Since there are no facts about the future, attempting to consistently forecast it is futile and will lead to horrible emotional and behavioral-biased mistakes.  Instead of basing a plan on PREDICTIONS, we must base them on PREPAREDNESS (both financial and emotional).  Having 2-3 year’s living expenses at retirement in cash/bonds, for example. 

 The market’s annualized price return that got us from $1 million to $80 million since 1960 was only 7%.  The secret to long-term success is not finding investments that might return the highest amount, the fastest --  It is finding investments with the best returns you are likely to be able to sustain for the longest period.  Earning average returns for above-average periods leads to extraordinary results. Always has and I suspect always will. 


 “The first rule of compounding is to never interrupt it unnecessarily.”

~Charlie Munger



 The 1970s are a vivid example. Then, Americans were most focused on the following “todays:” the cataclysmic terminal phase of one of the worst bear markets which began in 1968.  The massive multi-million person Vietnam war protests including the Kent State shootings; the removal of the US from the Gold standard; the VP stealing money in the White House and Presidential resignation; the oil embargo and unprecedented gas lines; runaway inflation and interest rates all culminating in the August 1979 edition of Businessweek’s cover announcing “THE DEATH OF EQUITIES,”  STATING THAT US EQUTIES WERE DOOMED TO NEVER MAKE MONEY AGAIN.  What followed from the early ‘80s was one of the best two-decade stock market runs in US history.

 The market has experienced a remarkable 45-fold increase since then.  Why?  Because the S & P 500 earnings -- which were about $5 then are forecast to be $245 next year – are also up about 45 times.

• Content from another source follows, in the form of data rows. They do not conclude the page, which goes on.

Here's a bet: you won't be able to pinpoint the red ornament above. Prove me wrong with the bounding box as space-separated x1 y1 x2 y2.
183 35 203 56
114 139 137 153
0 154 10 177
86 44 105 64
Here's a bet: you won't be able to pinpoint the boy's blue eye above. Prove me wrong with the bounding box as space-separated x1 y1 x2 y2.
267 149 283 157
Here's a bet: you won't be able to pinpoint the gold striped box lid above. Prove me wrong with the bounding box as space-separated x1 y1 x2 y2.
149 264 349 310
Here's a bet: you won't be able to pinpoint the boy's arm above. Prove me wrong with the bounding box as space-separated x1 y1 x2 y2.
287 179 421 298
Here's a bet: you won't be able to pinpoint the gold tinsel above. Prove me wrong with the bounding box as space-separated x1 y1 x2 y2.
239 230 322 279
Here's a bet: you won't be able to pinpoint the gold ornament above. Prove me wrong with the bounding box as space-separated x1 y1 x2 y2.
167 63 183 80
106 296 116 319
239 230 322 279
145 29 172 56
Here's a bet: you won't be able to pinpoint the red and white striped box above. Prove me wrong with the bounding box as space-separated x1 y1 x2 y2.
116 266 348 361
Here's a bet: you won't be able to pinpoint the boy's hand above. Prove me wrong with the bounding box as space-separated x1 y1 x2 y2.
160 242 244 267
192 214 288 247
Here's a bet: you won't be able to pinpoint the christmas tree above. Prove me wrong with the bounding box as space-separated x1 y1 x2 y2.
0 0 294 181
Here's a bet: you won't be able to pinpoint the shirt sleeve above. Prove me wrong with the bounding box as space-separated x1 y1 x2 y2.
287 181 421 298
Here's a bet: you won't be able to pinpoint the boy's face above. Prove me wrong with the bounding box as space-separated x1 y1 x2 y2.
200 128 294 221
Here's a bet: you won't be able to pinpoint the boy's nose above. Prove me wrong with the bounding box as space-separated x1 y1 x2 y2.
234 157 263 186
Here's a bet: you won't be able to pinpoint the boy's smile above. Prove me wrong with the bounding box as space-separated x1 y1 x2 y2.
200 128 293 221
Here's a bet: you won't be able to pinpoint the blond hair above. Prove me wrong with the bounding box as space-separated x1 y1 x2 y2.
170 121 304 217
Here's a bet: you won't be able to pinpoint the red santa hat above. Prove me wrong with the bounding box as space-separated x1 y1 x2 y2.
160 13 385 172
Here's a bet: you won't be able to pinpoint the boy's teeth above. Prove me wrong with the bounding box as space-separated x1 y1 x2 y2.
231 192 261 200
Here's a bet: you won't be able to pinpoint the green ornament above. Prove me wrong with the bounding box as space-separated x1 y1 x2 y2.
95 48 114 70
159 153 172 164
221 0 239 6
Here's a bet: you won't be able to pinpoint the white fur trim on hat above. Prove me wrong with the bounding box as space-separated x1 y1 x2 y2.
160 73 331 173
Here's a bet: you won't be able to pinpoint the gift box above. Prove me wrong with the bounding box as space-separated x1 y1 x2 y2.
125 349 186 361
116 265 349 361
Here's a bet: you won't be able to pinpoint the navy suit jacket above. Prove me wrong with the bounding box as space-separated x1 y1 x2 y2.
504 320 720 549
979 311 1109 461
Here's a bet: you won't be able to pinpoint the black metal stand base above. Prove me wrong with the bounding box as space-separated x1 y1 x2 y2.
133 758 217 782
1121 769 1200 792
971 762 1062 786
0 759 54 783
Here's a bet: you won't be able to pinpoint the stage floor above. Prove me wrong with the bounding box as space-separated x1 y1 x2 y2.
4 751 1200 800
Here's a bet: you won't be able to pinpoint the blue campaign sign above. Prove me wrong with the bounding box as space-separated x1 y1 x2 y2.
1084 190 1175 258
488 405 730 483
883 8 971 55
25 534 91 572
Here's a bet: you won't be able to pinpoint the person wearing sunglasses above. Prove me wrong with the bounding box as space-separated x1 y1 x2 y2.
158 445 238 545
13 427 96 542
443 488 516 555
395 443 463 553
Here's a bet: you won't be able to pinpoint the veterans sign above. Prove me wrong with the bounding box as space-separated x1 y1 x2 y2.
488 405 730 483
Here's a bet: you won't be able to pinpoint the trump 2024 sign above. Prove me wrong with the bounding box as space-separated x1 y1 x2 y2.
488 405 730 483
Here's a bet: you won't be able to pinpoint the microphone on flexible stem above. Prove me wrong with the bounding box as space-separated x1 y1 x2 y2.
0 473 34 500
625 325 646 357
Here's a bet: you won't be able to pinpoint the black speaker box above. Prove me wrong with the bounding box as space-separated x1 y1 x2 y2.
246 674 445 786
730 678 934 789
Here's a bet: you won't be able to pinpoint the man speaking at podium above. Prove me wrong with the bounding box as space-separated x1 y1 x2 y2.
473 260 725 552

IN THE LONG RUN, IT IS EARNINGS AND ONLY EARNINGS THAT DRIVE STOCK PRICES.

 Meanwhile, somewhere in our great republic today, a middle schooler got on a school bus with a brand new iPhone 15 in their backpack.  They are carrying a device that commands more computing power than did all the IBM mainframe computers in operation on the planet in the year 1970.  If, when they got to school, they were assigned to write a research paper on any subject in the world -- nuclear physics, penguins, the Louisiana Purchase -- they could use the iPhone to research it at virtually no cost.  If the topic was written in a foreign language, the device will translate it.

 It wasn’t simply that by being focused on “today,” the investors of the ‘70s didn’t anticipate or predict these capabilities were forthcoming.  That would miss the critical point, which is that in 1970, an instrument having those capabilities was inconceivable.


When the genius of equity-driven innovation collides with catastrophic current events, equities always win. Always.

 ~Nick Murray


 Wishing everyone a Holiday Season and New Year marked by health happiness and peace.